La Force du Destin force le respect à Bastille
Le metteur en scène Jean-Claude Auvray livre une version épurée de La Force du destin de Verdi, aux magnifiques costumes d’époque (signés Maria Chiara Donato) et au plateau (Alain Chambon) fortement incliné, principalement habillé des éclairages de Laurent Castaingt. Dans cette épure, un mur décoré figure la demeure du Marquis, une longue table transforme la scène en auberge, un immense Christ en croix, dos au public (et qui finira au sol, déchu), place l’action dans le couvent. Hélas, comme souvent, les passes d’armes sont mal réglées et donc peu crédibles (y compris la mort du Marquis). Cette production, héritage du classicisme des années Nicolas Joël à la direction de l’Opéra de Paris, a l’avantage de la clarté et l’inconvénient d’un statisme suranné.
En Leonora, Anja Harteros bâtit un temple à la subtilité, d’une voix intense aux graves ardents, au médium moiré et aux aigus purs. Son souffle long porte une projection concentrée, au vibrato structuré, témoin de toute la tension de son personnage. Théâtralement, bien aidée par ses costumes et maquillages, elle fait évoluer petit à petit son personnage de la jeune femme noble et resplendissante jusqu’à l’ermite émaciée et échevelée qui agonise dans les dernières mesures. Brian Jagde, pour ses débuts à l’Opéra de Paris, campe un Don Alvaro ténébreux, au timbre riche et reluisant comme la lame de son épée, à la projection fière comme le soldat qu’il incarne et à la voix très couverte, dont le son s’épanouit dans les notes tenues. Željko Lučić chante Carlo di Vargas (après avoir été Scarpia dans la production de Tosca). Il parvient à caractériser la complexité de son personnage, fils assoiffé de vengeance (il veut « consacrer deux âmes au dieu de l’enfer », dans la pure tradition des méchants d’opéra) mais capable de se montrer bon lorsqu’il se lie d’amitié avec Alvaro. La voix se colore ainsi selon le besoin, d’une douceur aimable à une acidité maléfique. Sa conduite de voix mène son timbre boisé et voisé d’un registre à l’autre, avec musicalité.

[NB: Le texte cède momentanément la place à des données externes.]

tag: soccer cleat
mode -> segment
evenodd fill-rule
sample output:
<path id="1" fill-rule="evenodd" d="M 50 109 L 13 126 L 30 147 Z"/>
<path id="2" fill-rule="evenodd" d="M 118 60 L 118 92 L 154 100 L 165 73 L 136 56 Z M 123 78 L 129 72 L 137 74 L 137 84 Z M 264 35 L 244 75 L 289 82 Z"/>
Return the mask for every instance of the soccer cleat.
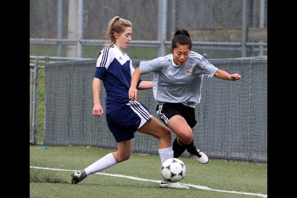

Varduhi Abrahamyan dessine une Preziosilla au tempérament de Carmen (qu’elle a chanté sur cette scène), ce qui n’est pas sans logique -les deux personnages étant des Bohémiennes sévillanes. Sa voix ombragée tire de la poitrine des graves profonds, tandis que les aigus incisifs sont émis à pleine voix. Sa ligne mélodique est souvent vive, portée par les danses de la mise en scène, mais manque parfois d’éclat, notamment dans son premier air. La voix brillante de Rafal Siwek en Padre Guardiano, tonnante et sombre, maintient constamment un legato cérémonieux, sur lequel Harteros prend assise lors de leur duo. Gabriele Viviani campe un Fra Melitone bon vivant, auquel il apporte son dynamisme. Les ressorts comiques de son personnage, qui transpercent parfois son timbre, lui assurent des vivats au moment des saluts. Son grain de voix séduisant et sa longueur de souffle n’y sont bien entendu pas pour rien. La basse Carlo Cigni campe un Marquis de Calatrava tendre puis outragé, d’une voix sombre et charnue. Sa projection large ouvre un vibrato souple, lent et régulier.
Majdouline Zerari (Curra) est peu audible par rapport à ses collègues, mais offre un timbre velouté et un phrasé saillant. Rodolphe Briand interprète Mastro Trabuco avec sa gouaille et son ténor de caractère. Lucio Prete est un Alcade engagé, à la voix claire et pincée, franchement émise. Laurent Laberdesque (le Médecin) manque de volume pour emplir la Bastille mais montre un timbre franc et un jeu empathique.
À la tête de l’Orchestre de l’Opéra de Paris, Nicola Luisotti est acclamé à la suite de la célèbre sinfonia pour sa fougue et ses contrastes. Le thème du destin est prégnant, percutant, triomphant. La musique s’obstine, comme le destin, dans un crescendo puissant. Les cuivres rayonnent, la clarinette envoûte, le violon solo émerveille par sa vibrante finesse. Pourtant, le chef semble s’essouffler par moment, et peine parfois à suivre les rubati -fluctuations rythmiques- de ses solistes (notamment d’Anja Harteros). Le Chœur de l’Opéra se montre théâtral et nuancé, d’une douceur suave dans la prière suivant par exemple directement la tempête de la malédiction, mais souffre, comme souvent malheureusement, d’un manque de précision rythmique qui nuit à la cohérence musicale d’ensemble.
Si la salle est loin d’être pleine, les spectateurs présents saluent le travail des artistes, et en particulier du couple central, la diva Anja Harteros, et la révélation Brian Jagde.